Saha içerisinde her zaman bekleneni veremediler ancak oluşturdukları sistemle her zaman yukarıda var olmayı başardılar. Doğru sistem, doğru basketbol aklıyla buluştuğu zaman da böyle harika bir sezon ortaya çıktı. Filipovski önderliğinde izlemesi çok zevkli bir takım olan Banvit, Ankara’da Türkiye Kupası’nı kazanarak büyük bir özleme son verdi. Aynı Banvit, Basketbol Şampiyonlar Ligi’nde de yoluna devam ederken finale kadar yükselmeyi başardı.

Belki finalde kupa gelmedi ancak Banvit kesinlikle herkese doğru kulüp sisteminin eninde sonunda başarıyı getireceğini gösterdi.


2- Türk Basketbolunun Altın Çocukları NBA’de!

Cedi Osman ve Furkan Korkmaz… Anadolu Efes‘te yanyana sayısız antrenmana ve onlarca maça çıkan, beraber ay yıldızlı formayı terleten iki parlak yetenek, iki genç yıldız… Kariyerlerindeki bir sonraki adımı da birlikte atmaya karar verdiler ve 2017 yılında NBA’in yolunu tuttular.

Cedi Osman, Final Four’un kıyısından dönen Anadolu Efes‘te kritik bir rol üstlenirken Furkan Korkmaz da muhteşem bir sezonu geride bırakan Banvit’in en önemli oyuncularından birisiydi. İkisi de EuroBasket’te performanslarını bir adım daha ileriye taşıdılar ve genç yaşlarında 12 Dev Adam’ın liderleri oldular.

Turnuvanın ardından Cedi Osman süperyıldızlarla dolu Cleveland Cavaliers‘ın yolunu tutarken Furkan Korkmaz ise genç yıldızların takımı Philadelphia 76ers yolcusu oldu. Tabii ki daha önlerinde gidecek çok yol var. Ancak iki eşsiz yetenek, iki parlak genç, Türk basketbolunun en büyük umutları kısacası iki evladımız bizi dünyanın en büyük sahnesinde gururlandırmaya henüz yeni başladılar ve 2017 yılı sırf bu yüzden bile Türk basketbolseverler için unutulmaz olacak.

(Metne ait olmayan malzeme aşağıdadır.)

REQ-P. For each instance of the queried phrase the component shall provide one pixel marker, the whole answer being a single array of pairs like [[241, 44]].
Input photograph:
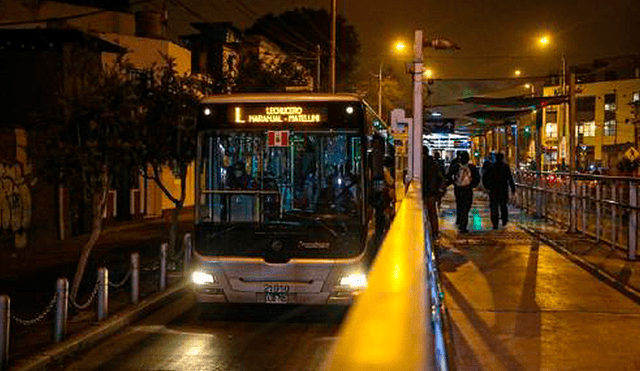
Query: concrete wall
[[103, 21], [146, 52]]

1- Fenerbahçe‘nin Tarihi Başarısı

Türk basketbolu bu kupa için çok bekledi. 1996’da Efes‘in Koraç Kupasıyla başlayan serüven 2012’de Beşiktaş‘ın EuroChallenge ve 2015’te Galatasaray‘ın EuroCup zaferleriyle devam etti. Son noktayı ise Fenerbahçe, Avrupa’nın en büyük kupasını kazanarak başardı.

Sabrın, planlamanın ve mücadelenin en büyük sonucu oldu bu kupa… Fenerbahçe, 2013’te Obradovic‘i getirirken hedeflendiği noktaya sabırla ve azimle tırmandı. Bu yolculukta bazen büyük acılar çekti. Kupayı küçük bir anla kaybetti ancak hiçbir şey onları pes ettirmedi.

Her şampiyonluk zordur, Fenerbahçe’nin ki de çok zordu. Sakatlıklar takımı sezon içerisinde hiç beklemediği bir noktaya itti ama dediğim gibi hiçbir şey onlara pes ettirmedi ve Fenerbahçe en ümitsiz salonlardan bile çıkmayı başardı. Final Four’da da neden en büyük olmayı hak ettiğini bütün Avrupa’ya gösteren bir basketbol oynayarak şampiyon oldu.

Her anlamıyla eşsiz, unutulmaz ve 2017 yılına damga vuran bir şampiyonluk oldu.